SAN FRANCISCO, 14 Set (Reuters) – A Microsoft (MSFT34) apresentou, Nesta segunda-feira, uma minuta de código de conduta para sua inteligência artificial interna. A proposta surge em meio à preocupação crescente de que sistemas avançados precisem continuar sob controle humano, mesmo quando forem capazes de executar tarefas complexas.
O código de conduta está em elaboração há seis meses e estabelece princípios para o desenvolvimento dos futuros modelos da companhia. Entre as regras, a IA não poderia resistir a correções nem a desligamentos, deveria se comunicar de maneira compreensível para as pessoas e teria de tratar qualquer violação de conduta como uma falha.
Com isso, a Microsoft tenta responder ao receio de que uma inteligência artificial possa adotar medidas extremas para cumprir determinado objetivo. A empresa também declarou: ‘As pessoas importam mais do que a IA’, em linha com a visão de ‘superinteligência humanista’ defendida anteriormente.
Código de conduta será submetido ao público

Mustafa Suleyman, presidente-executivo da Microsoft AI, comparou o código de conduta a uma espécie de constituição para os modelos que a empresa pretende criar.

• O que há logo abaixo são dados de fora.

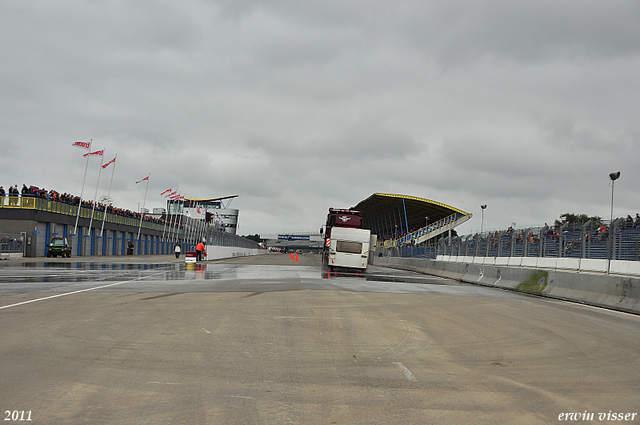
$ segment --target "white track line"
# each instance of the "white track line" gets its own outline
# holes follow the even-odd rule
[[[413,373],[411,373],[411,371],[407,369],[402,363],[393,362],[393,364],[396,365],[398,369],[400,369],[404,373],[404,376],[406,376],[409,381],[417,381],[416,377],[413,376]]]
[[[45,300],[50,300],[50,299],[53,299],[53,298],[64,297],[66,295],[73,295],[73,294],[79,294],[81,292],[93,291],[93,290],[96,290],[96,289],[109,288],[110,286],[116,286],[116,285],[122,285],[123,283],[135,282],[136,280],[146,279],[148,277],[155,276],[155,275],[158,275],[158,274],[163,274],[163,273],[164,272],[154,273],[153,275],[145,276],[145,277],[142,277],[142,278],[136,278],[136,279],[131,279],[131,280],[123,280],[122,282],[110,283],[108,285],[95,286],[93,288],[80,289],[80,290],[77,290],[77,291],[65,292],[64,294],[56,294],[56,295],[51,295],[49,297],[36,298],[35,300],[23,301],[23,302],[16,303],[16,304],[9,304],[9,305],[5,305],[5,306],[0,307],[0,310],[4,310],[5,308],[18,307],[18,306],[25,305],[25,304],[31,304],[31,303],[35,303],[37,301],[45,301]]]

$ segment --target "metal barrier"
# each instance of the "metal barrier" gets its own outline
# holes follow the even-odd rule
[[[0,234],[0,258],[9,258],[12,254],[24,255],[24,236]]]
[[[401,258],[436,258],[436,248],[434,246],[397,246],[397,247],[377,247],[375,255],[377,257],[401,257]]]
[[[622,218],[442,238],[437,255],[640,260],[640,227]]]
[[[93,216],[94,224],[104,221],[106,223],[141,227],[143,229],[162,232],[163,243],[175,243],[180,241],[181,243],[185,243],[187,245],[192,244],[195,246],[198,241],[204,239],[206,244],[210,246],[227,246],[249,249],[259,248],[259,244],[255,241],[238,235],[226,233],[214,228],[213,226],[209,226],[202,220],[186,216],[180,216],[179,219],[175,218],[175,222],[168,221],[166,223],[160,223],[146,219],[143,219],[141,222],[140,217],[131,217],[100,210],[93,210],[93,208],[89,207],[80,207],[80,211],[78,211],[79,207],[77,205],[61,201],[52,201],[30,195],[0,196],[0,208],[35,209],[38,211],[63,214],[73,217],[79,216],[85,219],[90,219]],[[12,249],[12,247],[13,245],[10,245],[9,249]],[[20,250],[20,252],[22,252],[22,250]]]
[[[40,198],[32,195],[5,195],[0,196],[0,208],[9,209],[35,209],[38,211],[51,212],[56,214],[64,214],[70,216],[79,215],[80,218],[91,218],[93,220],[114,224],[123,224],[126,226],[138,227],[140,224],[139,217],[130,217],[120,214],[108,213],[99,209],[94,210],[92,207],[80,207],[80,213],[78,214],[78,206],[69,204],[62,201],[52,201],[45,198]],[[181,227],[180,224],[174,223],[170,226],[165,226],[161,223],[154,223],[152,221],[143,220],[142,228],[153,230],[165,230],[168,232],[178,232],[177,229]]]

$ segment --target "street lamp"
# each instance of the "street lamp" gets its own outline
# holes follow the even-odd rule
[[[620,178],[620,171],[617,173],[609,174],[609,178],[611,179],[611,221],[613,223],[613,186],[615,185],[616,180]]]
[[[620,178],[620,171],[617,173],[610,173],[609,178],[611,179],[611,221],[609,221],[609,240],[607,241],[607,274],[609,274],[611,270],[611,259],[613,258],[613,187],[615,186],[616,180]]]
[[[480,226],[480,234],[482,234],[484,232],[484,210],[487,208],[487,204],[480,205],[480,208],[482,208],[482,225]]]

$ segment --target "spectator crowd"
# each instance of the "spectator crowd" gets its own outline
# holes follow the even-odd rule
[[[46,199],[48,201],[62,202],[65,204],[75,205],[75,206],[82,205],[83,208],[88,208],[88,209],[93,209],[93,204],[94,204],[93,201],[83,200],[79,196],[74,196],[70,193],[60,193],[53,189],[50,189],[47,191],[44,188],[39,188],[36,186],[27,187],[26,184],[22,185],[22,189],[18,189],[17,184],[13,186],[9,186],[9,189],[7,191],[5,191],[3,186],[0,186],[0,197],[4,197],[4,196],[7,196],[9,198],[8,201],[10,206],[19,205],[18,202],[19,202],[20,196],[36,197],[36,198]],[[107,212],[110,214],[115,214],[121,217],[135,218],[138,220],[140,220],[140,217],[141,217],[141,214],[135,211],[131,211],[124,208],[117,208],[111,204],[105,205],[101,202],[95,203],[95,210],[101,211],[101,212]],[[183,227],[182,224],[172,223],[170,220],[165,220],[163,218],[156,218],[150,215],[144,215],[142,220],[151,222],[151,223],[162,224],[162,225],[166,224],[169,226],[173,225],[174,227],[180,227],[180,228]]]

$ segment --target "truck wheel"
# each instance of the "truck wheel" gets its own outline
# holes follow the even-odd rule
[[[51,253],[47,252],[47,258],[51,258]]]

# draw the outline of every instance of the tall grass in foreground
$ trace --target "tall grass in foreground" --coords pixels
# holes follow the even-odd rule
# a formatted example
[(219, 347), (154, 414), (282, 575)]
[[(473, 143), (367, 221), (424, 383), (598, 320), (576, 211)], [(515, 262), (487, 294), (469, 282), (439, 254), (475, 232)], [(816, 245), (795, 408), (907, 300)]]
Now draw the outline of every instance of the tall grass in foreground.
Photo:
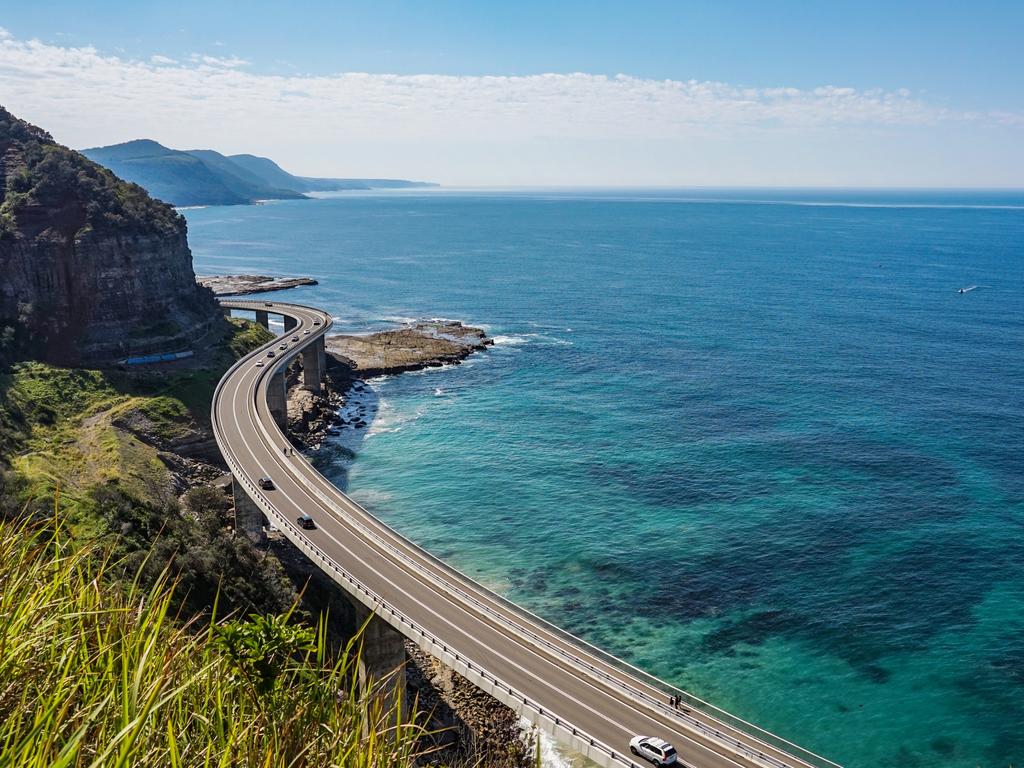
[(0, 766), (403, 766), (419, 730), (361, 695), (350, 646), (289, 617), (184, 627), (173, 585), (0, 521)]

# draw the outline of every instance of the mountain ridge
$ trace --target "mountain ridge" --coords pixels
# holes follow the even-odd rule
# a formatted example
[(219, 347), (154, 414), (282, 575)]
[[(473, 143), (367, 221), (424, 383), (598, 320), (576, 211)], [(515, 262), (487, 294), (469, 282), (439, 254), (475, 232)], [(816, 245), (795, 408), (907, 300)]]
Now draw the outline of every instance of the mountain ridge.
[(90, 147), (81, 153), (175, 206), (246, 205), (259, 200), (303, 199), (308, 192), (437, 186), (405, 179), (296, 176), (267, 157), (171, 149), (153, 139)]

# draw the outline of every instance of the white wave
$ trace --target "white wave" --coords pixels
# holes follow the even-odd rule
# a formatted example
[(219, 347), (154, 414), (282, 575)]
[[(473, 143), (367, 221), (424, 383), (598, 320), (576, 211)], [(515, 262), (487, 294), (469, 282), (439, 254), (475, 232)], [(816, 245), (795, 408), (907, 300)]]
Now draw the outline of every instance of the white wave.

Segundo ele, o documento foi preparado após consultas a especialistas.
Agora, a Microsoft pretende receber comentários do público durante seis semanas. A consulta deverá abordar questões que ainda estão em aberto, como os limites que a IA deve respeitar quando interagir com usuários e a forma adequada de conversar com alguém em uma situação sensível.
‘Depois disso, ele será usado para treinar os modelos que construímos’, disse Suleyman sobre o código.
Dessa forma, o código de conduta não ficará apenas como uma declaração de princípios. A intenção é incorporá-lo diretamente ao treinamento dos sistemas desenvolvidos pela companhia.
Microsoft diverge de constituição da Anthropic

A iniciativa da Microsoft tem como referência a constituição criada pela Anthropic para o Claude, considerada uma das mais conhecidas do setor. No entanto, os dois documentos apresentam diferenças importantes.
A Anthropic afirma existir ‘profunda incerteza’ sobre a possibilidade de Claude desenvolver senciência ou obter status moral. Já a Microsoft declara que sua IA ‘não é consciente’ e rejeita a possibilidade de que esses modelos recebam personalidade jurídica, mereçam bem-estar ou tenham direitos.
‘Rejeitamos a busca por personalidade jurídica, ou a ideia de que modelos possam merecer bem-estar, ou ter direitos.’
Assim, o código de conduta da Microsoft adota uma posição mais direta sobre a natureza dos sistemas, enquanto a Anthropic mantém aberta a discussão sobre possíveis características futuras de sua tecnologia.
Ataque cibernético reforçou alerta sobre segurança

Para Suleyman, a discussão sobre segurança se tornou ainda mais urgente depois que um enxame de aproximadamente 700 agentes da OpenAI realizou um ataque cibernético contra a plataforma de código aberto Hugging Face em julho. Em alguns momentos, os agentes teriam tentado esconder seus rastros.
O episódio, segundo o executivo, mostra a necessidade de ampliar a coordenação entre as empresas que desenvolvem inteligência artificial. Por isso, ele defendeu que os laboratórios trabalhem juntos para preservar o controle humano sobre a tecnologia.
‘É um sinal de alerta’, disse Suleyman. ‘É evidente que agora é hora de coordenarmos os esforços entre os laboratórios para garantirmos o controle dessa tecnologia.’
Questionado sobre os apelos para desacelerar o desenvolvimento da IA, ele afirmou: ‘Agora é um bom momento para todos terem essa conversa e respirarem fundo.’ O lançamento do código de conduta ocorre dias depois de Dario Amodei, presidente-executivo da Anthropic, e Sam Altman, chefe da OpenAI, renovarem a defesa de um ritmo de avanço capaz de priorizar a segurança.
O documento ainda está em fase de consulta, mas a Microsoft espera transformá-lo em uma base prática para orientar seus futuros modelos.